President Rodrigo Duterte declared the first lockdown in March. Months later, in the midst of the pandemic, we were hit with a second dose of reality: online courses.

I am a third-year law student at San Sebastian College Recoletos in Manila. Some classes are synchronous, meaning I need to connect with my classmates in real-time over Zoom or Google meet, while the rest are asynchronous and involve downloading prescreened lectures and submitting paperwork and assignments.

One thing is clear as a direct result of online learning: school is more stressful.

Barriers to an online education

When the outbreak began, the World Health Organization [WHO] warned the world about the impending growth of human-to-human transmission of the virus. The Philippines’ Department of Education pushed through with online learning.

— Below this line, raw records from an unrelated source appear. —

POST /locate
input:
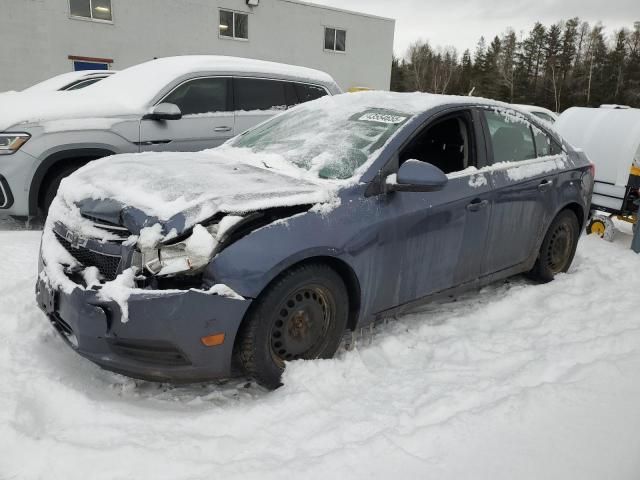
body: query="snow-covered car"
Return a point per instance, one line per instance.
(70, 81)
(339, 212)
(540, 112)
(186, 103)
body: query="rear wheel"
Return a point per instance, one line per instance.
(301, 316)
(558, 247)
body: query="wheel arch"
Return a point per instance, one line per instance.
(56, 162)
(342, 268)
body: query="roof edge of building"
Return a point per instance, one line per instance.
(341, 10)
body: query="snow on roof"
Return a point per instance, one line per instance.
(132, 90)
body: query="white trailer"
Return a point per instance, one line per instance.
(610, 136)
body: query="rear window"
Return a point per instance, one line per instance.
(511, 137)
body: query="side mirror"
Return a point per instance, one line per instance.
(417, 176)
(164, 111)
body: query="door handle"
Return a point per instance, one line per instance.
(477, 205)
(545, 185)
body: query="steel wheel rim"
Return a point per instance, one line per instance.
(559, 248)
(301, 324)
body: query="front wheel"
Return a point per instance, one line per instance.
(301, 316)
(558, 247)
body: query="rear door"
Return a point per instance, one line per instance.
(207, 119)
(258, 99)
(524, 175)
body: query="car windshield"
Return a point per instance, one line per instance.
(324, 138)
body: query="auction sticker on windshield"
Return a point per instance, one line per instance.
(382, 118)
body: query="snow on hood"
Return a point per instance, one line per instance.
(36, 107)
(180, 190)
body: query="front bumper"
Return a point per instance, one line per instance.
(17, 171)
(161, 339)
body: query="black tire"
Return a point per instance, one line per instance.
(51, 189)
(558, 247)
(302, 315)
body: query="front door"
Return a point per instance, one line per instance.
(524, 175)
(208, 119)
(434, 241)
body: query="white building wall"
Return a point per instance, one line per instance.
(38, 36)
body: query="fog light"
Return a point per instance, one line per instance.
(213, 340)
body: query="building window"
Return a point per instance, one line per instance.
(90, 63)
(93, 9)
(335, 39)
(234, 25)
(80, 65)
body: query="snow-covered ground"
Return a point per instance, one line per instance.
(518, 381)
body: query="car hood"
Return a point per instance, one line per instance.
(21, 108)
(179, 190)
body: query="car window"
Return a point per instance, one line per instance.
(202, 95)
(332, 143)
(257, 94)
(307, 93)
(511, 137)
(545, 145)
(545, 117)
(444, 144)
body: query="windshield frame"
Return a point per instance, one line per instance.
(359, 170)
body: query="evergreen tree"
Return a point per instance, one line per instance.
(566, 64)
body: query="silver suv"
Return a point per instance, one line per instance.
(186, 103)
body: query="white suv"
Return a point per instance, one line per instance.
(185, 103)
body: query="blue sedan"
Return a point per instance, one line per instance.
(186, 267)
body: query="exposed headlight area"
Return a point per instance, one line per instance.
(184, 257)
(10, 143)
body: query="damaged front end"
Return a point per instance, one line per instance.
(142, 301)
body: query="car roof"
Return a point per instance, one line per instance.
(140, 84)
(60, 81)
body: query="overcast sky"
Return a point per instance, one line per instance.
(460, 23)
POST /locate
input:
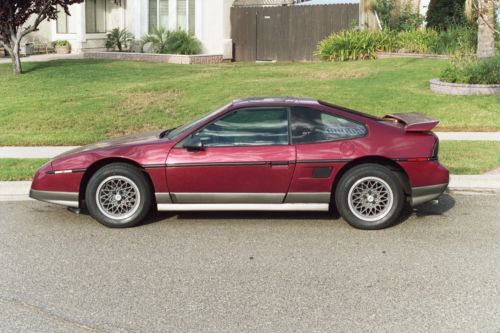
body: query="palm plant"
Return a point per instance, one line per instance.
(118, 38)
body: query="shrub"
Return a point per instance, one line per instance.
(468, 70)
(417, 41)
(407, 19)
(349, 45)
(176, 42)
(118, 38)
(355, 45)
(456, 39)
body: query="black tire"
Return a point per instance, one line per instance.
(363, 191)
(125, 193)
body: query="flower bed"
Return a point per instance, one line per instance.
(203, 59)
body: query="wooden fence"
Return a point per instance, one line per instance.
(288, 33)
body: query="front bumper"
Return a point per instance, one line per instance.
(423, 194)
(69, 199)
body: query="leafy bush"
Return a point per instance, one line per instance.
(468, 70)
(176, 42)
(349, 45)
(417, 41)
(118, 38)
(456, 38)
(60, 42)
(407, 19)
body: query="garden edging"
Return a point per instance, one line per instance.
(463, 89)
(202, 59)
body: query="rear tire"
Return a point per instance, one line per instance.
(118, 195)
(369, 197)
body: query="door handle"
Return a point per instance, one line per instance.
(274, 163)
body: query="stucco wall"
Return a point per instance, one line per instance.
(212, 26)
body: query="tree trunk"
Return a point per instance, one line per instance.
(16, 59)
(485, 32)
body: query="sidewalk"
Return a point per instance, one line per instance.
(18, 191)
(50, 152)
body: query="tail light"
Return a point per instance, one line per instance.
(435, 149)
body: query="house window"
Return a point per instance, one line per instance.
(158, 14)
(186, 15)
(63, 22)
(95, 16)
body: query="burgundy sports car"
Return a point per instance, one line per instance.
(256, 154)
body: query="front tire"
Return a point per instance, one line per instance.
(369, 197)
(118, 195)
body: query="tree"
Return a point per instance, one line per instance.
(485, 29)
(15, 13)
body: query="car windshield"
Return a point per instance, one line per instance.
(187, 127)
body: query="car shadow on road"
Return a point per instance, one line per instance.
(241, 215)
(446, 202)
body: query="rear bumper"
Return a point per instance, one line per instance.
(423, 194)
(69, 199)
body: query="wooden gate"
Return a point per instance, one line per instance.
(286, 33)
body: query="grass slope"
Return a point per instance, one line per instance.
(72, 102)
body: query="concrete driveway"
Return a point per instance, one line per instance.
(248, 272)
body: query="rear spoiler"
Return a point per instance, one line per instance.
(413, 121)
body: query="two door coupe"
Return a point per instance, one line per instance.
(256, 154)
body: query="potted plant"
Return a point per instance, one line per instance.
(62, 47)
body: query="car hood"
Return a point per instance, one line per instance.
(138, 138)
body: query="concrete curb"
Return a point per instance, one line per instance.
(18, 191)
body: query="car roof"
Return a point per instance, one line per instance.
(263, 100)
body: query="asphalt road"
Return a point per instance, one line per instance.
(438, 271)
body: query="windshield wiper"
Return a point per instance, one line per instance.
(166, 132)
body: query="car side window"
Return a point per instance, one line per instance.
(311, 125)
(247, 127)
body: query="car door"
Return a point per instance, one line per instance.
(324, 142)
(243, 157)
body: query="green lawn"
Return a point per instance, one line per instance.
(75, 102)
(460, 157)
(469, 157)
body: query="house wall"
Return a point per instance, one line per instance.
(212, 25)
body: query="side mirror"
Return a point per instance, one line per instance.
(193, 144)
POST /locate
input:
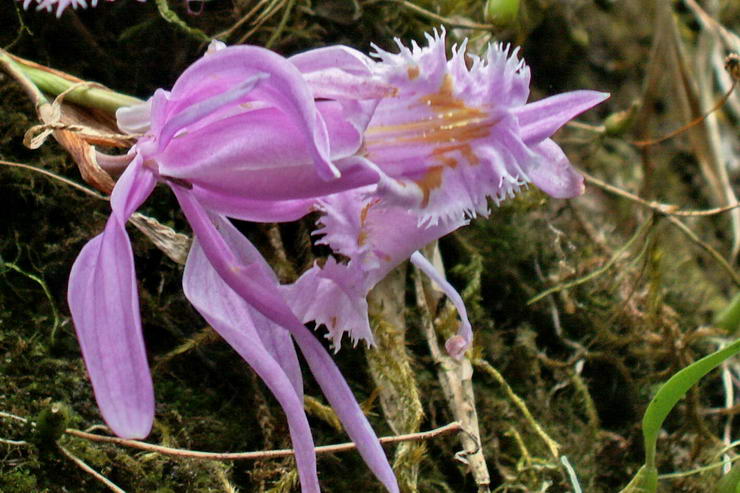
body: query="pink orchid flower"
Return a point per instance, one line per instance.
(239, 134)
(449, 138)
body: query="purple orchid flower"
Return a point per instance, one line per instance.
(445, 141)
(395, 152)
(239, 135)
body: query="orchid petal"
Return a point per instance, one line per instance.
(341, 399)
(134, 119)
(225, 68)
(459, 343)
(541, 119)
(258, 155)
(340, 72)
(235, 321)
(263, 211)
(248, 277)
(104, 304)
(334, 295)
(203, 108)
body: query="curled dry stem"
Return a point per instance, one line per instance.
(455, 378)
(552, 445)
(92, 472)
(262, 454)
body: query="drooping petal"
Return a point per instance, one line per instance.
(205, 107)
(341, 399)
(238, 207)
(287, 91)
(456, 134)
(234, 320)
(334, 295)
(459, 343)
(249, 276)
(541, 119)
(104, 303)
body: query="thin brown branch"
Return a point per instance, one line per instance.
(659, 207)
(695, 121)
(262, 454)
(8, 441)
(708, 248)
(4, 414)
(598, 272)
(92, 472)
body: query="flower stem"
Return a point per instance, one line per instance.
(91, 97)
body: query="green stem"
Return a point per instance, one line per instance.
(171, 16)
(91, 97)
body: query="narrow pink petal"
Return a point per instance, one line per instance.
(541, 119)
(459, 343)
(104, 303)
(341, 399)
(223, 69)
(263, 211)
(334, 295)
(234, 320)
(554, 175)
(249, 278)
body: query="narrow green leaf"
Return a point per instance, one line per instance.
(730, 483)
(672, 391)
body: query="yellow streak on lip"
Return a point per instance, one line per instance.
(432, 179)
(452, 121)
(362, 235)
(451, 128)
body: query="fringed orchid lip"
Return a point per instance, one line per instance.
(442, 134)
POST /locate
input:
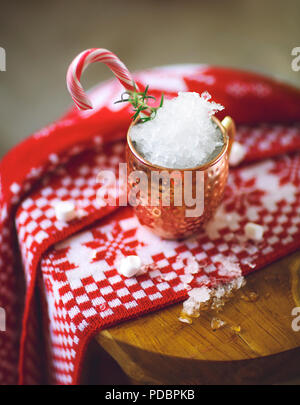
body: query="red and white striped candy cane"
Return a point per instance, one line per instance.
(81, 62)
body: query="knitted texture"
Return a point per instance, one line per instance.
(79, 287)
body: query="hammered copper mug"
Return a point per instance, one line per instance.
(170, 220)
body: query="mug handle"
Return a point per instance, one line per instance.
(229, 126)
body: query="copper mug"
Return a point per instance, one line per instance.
(163, 215)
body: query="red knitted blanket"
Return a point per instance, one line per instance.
(71, 288)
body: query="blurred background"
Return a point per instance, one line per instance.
(42, 37)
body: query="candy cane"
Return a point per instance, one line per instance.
(81, 62)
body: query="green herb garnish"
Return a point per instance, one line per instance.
(138, 100)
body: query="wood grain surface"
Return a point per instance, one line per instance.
(257, 344)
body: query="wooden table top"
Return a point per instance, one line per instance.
(256, 345)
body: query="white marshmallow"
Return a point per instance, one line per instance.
(65, 211)
(130, 266)
(254, 231)
(237, 153)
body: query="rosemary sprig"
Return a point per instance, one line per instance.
(138, 100)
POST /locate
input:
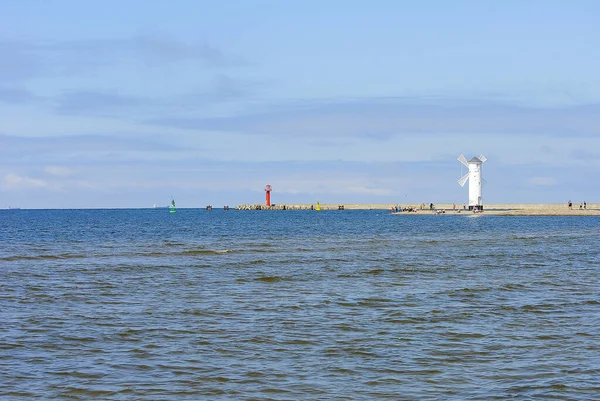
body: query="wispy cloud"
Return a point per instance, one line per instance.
(15, 147)
(543, 181)
(16, 95)
(12, 181)
(26, 59)
(382, 118)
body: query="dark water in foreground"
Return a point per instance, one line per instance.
(351, 305)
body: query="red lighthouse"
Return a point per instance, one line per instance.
(268, 196)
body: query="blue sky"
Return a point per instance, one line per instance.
(127, 104)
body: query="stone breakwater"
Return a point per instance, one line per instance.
(504, 209)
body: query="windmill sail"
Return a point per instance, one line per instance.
(463, 180)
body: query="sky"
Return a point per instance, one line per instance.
(126, 104)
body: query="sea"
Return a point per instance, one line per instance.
(143, 304)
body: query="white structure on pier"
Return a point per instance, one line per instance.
(475, 180)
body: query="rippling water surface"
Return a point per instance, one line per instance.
(297, 305)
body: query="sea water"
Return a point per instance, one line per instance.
(297, 305)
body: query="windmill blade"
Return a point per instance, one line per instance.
(463, 180)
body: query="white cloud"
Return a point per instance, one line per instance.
(15, 181)
(543, 181)
(58, 171)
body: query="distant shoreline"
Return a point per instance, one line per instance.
(503, 209)
(500, 209)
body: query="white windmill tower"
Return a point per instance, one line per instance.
(475, 180)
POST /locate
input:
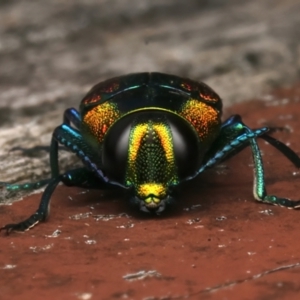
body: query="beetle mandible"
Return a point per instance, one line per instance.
(148, 133)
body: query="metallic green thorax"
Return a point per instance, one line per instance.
(151, 163)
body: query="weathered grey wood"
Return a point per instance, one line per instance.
(52, 52)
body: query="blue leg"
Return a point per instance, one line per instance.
(234, 137)
(72, 140)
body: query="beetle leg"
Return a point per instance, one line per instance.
(72, 139)
(24, 186)
(84, 178)
(231, 148)
(259, 189)
(42, 212)
(234, 137)
(71, 115)
(77, 177)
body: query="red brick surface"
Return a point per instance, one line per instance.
(217, 243)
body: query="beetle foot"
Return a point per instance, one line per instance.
(22, 226)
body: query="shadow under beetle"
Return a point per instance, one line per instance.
(147, 133)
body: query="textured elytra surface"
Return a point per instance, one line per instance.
(217, 243)
(51, 53)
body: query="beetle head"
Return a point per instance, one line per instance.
(152, 197)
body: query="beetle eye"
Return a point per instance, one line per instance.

I am fortunate to have access to the Internet, albeit at times unstable access, and a computer. Many Filipino students do not have that same luxury. Some have even lost their lives trying to get a data signal.

Then came the typhoons

I did not expect that at least three disastrous typhoons would hit the country in one month, each one almost a week apart.

There were power blackouts, massive flooding, water shortages, no telecommunications, and no Internet. The scenes on the media of damaged houses and people who lost their loved ones are hard to ignore.

Despite the tragedies and pleas from students, schools, and teachers affected by both the pandemic and the typhoons, the government refused to approve any temporary suspension of classes.

We need time to prepare, to rebuild homes, to start again.

Bleak future

At times I wonder what the future holds. Will I become a lawyer when I graduate from law school? Online education is not on par with pre-pandemic studies. Adjusting to online learning takes time, even more so with a pandemic and an unpredictable series of killer typhoons.

Though some schools are taking their own academic breaks, I doubt that unless there is harmony between the government and the schools and without sufficient planning, the future is uncertain. We all need a break to strategize.

On May 16, a 20-year-old criminology student at Capiz State University in Dumarao Roxas died in a motorcycle accident. She was searching for an internet connection in nearby barangays (a district or ward within a city).

Data from The World Bank shows that 43 per cent of Filipinos used the Internet in 2019. By contrast, 88 per cent of Americans used the Internet last year.

According to CNN Philippines, Internet use in the Southeast Asian country is highly influenced by mobile. Affordable options like Free Facebook and cheap data plans rule, leaving many without unfiltered access to the web.

“The Philippines lags behind its peers in terms of affordability, availability and speed of internet access,” reads a 2017 report from the Philippines’ National Broadband Plan and Department of Information Communications and Technology.